As the coronavirus pandemic rages on, frustration and poverty continue to increase exponentially. For the last few months, tenants in many parts of the country were protected from being evicted for non-payment of rent by emergency government measures. Unfortunately, that security is quickly disappearing — and in most cases, it’s already expired.
Being behind on rent with limited or non-existent resources is stressful to say the least. Receiving an eviction notice doubles that anxiety. But before you start loading up a shopping cart with your belongings and looking for a storage unit to sleep in, you should seriously explore your defense options:
Use Government Resources
All states have unique statutes and laws regarding eviction, so your best bet is to do some research and find out what they are where you live so you can fight back accordingly. The U.S. Housing and Urban Development website has a comprehensive list of each state’s laws regarding the rights and limitations of tenants and landlords. Likewise, if your home is part of a government-subsidized housing program, there may be additional resources to help you during eviction procedures, whether they’ve been implemented for non-payment or other reasons.
Go Through the Eviction Procedure Details
State, county, and city jurisdictions typically have laws that are very specific regarding eviction procedures. Your landlord must strictly follow these procedures for the eviction to be legal and enforceable. If you are being evicted for non-payment, in most cases, the landlord first must inform you in writing how much rent is due and what date it must be received by.
In most states, there are also very concise guidelines regarding the way you’re presented with the eviction documents, and exactly how long you have to reply to them.

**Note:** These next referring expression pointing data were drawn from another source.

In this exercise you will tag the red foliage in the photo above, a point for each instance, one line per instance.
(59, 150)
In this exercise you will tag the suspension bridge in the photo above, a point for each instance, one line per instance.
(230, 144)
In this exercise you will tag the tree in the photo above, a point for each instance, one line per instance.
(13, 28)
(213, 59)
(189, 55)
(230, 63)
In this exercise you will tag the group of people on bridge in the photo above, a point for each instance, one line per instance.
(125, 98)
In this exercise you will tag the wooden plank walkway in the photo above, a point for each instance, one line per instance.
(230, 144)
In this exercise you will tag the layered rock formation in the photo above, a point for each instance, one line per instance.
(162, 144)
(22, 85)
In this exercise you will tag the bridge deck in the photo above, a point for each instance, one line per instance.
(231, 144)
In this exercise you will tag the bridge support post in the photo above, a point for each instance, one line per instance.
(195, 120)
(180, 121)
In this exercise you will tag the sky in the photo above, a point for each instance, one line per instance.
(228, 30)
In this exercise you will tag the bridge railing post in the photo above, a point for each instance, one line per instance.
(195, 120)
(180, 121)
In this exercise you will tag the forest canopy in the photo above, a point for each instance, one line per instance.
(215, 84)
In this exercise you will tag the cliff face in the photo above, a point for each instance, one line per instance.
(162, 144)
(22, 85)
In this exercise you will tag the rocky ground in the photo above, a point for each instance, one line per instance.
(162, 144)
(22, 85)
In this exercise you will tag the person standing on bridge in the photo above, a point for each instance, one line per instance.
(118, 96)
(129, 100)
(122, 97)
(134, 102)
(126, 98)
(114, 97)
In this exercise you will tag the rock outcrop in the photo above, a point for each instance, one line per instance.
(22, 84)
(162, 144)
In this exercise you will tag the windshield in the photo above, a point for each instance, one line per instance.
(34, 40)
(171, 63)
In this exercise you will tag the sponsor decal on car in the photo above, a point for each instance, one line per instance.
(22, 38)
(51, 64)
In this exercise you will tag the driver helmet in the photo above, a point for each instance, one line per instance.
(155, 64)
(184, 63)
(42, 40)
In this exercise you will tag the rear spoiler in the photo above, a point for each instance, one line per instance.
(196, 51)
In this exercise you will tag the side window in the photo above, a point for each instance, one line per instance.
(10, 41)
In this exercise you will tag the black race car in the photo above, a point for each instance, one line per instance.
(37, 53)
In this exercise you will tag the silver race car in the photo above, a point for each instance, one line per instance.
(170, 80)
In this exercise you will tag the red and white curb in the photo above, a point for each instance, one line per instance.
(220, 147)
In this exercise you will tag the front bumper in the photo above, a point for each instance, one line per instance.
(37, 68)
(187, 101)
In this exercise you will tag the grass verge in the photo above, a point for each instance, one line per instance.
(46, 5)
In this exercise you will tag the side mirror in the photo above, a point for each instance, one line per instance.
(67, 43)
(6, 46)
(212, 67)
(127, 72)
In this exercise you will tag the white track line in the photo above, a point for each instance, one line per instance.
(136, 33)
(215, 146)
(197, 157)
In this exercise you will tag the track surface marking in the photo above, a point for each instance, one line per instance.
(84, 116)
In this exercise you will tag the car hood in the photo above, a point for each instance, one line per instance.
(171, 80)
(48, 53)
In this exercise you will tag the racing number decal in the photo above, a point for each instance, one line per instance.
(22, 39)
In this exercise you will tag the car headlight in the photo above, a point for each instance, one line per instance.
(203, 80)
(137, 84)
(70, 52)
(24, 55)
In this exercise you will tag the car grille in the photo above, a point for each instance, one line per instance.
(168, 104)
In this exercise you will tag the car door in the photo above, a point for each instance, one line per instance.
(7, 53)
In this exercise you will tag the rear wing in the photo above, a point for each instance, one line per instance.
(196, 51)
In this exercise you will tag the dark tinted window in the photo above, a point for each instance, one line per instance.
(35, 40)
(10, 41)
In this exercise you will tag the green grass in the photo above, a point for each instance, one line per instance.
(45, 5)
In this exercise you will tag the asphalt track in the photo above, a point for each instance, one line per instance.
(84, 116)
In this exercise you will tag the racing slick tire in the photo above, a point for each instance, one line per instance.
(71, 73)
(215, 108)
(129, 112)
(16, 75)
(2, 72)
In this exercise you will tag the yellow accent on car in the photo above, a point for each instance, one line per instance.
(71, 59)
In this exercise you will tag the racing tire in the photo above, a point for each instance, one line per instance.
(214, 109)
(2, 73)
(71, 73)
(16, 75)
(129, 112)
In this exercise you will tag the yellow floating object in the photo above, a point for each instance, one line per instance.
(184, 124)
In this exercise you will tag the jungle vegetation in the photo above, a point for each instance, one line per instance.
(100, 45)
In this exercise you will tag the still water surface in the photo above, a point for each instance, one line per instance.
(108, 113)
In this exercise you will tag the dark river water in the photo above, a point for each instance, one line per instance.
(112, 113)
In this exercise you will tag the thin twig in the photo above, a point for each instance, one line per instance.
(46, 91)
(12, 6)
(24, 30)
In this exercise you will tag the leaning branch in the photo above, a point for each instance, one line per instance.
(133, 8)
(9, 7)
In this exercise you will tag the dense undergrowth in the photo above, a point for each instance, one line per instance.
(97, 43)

If your landlord fails to meet any of these requirements, their eviction may be dismissed, meaning they have to start over with the whole process. In many cases, they have to wait a month to restart the procedure, which can buy you some more time to come up with a payment plan.
Keep in mind, however, that if your lease has expired, or if you only have a verbal lease agreement, the landlord can simply give you a written eviction notice. Often a landlord is only required to give a renter a notice to vacate corresponding with the rent payment schedule. For instance, if your rent is paid every two months, the request has to give you two months to move. If you disregard the request, the landlord is permitted to proceed with eviction procedures.
Get Legal Help
If you can’t pay your rent, it’s doubtful that you have the money to hire a private attorney. Luckily, most cities or counties have legal aid and tenant rights associations that provide legal advice free of charge. Take advantage of any pro bono help you can get. Just be sure to collect any information you have regarding your rental property, including voicemails, texts, emails, letters, pictures, receipts, lease agreements, notices, and cancelled checks, before reaching out to the pros.
Throw Yourself at the Mercy of The Landlord
This option sounds corny and humiliating because it is — but when you’re trying to keep a roof over your head, desperate measures are sometimes required. If you have children, point out to the landlord what the hardship of eviction would do to their lives. Point out what a good tenant you’ve been and that you paid your rent on time for months or years (if this is actually the case, of course). Show the landlord paycheck stubs proving that you and/or your partner are sincerely trying to make ends meet. Suggest a payment schedule you can handle, no matter how small the payments, to at least open up negotiations. Ask if there are any chores on the rental properties you could do to lower your past due balance.
Whatever your situation, don’t just ignore the eviction notice. Check and doublecheck the document date, including the one for the actual eviction, the court date, and, most importantly, the date by which you must notify the court that you want a hearing. Contact people who may be able to help, and be relentless about it. Whether it’s your sister who lives 2,000 miles away who might give you a loan, a legal aid contact who hasn’t returned your call, or that food delivery gig company that you haven’t heard from since you submitted your application, you can’t give up. As long as you put the work in and state your case honestly, you should be able to at least come to some kind of a tolerable agreement.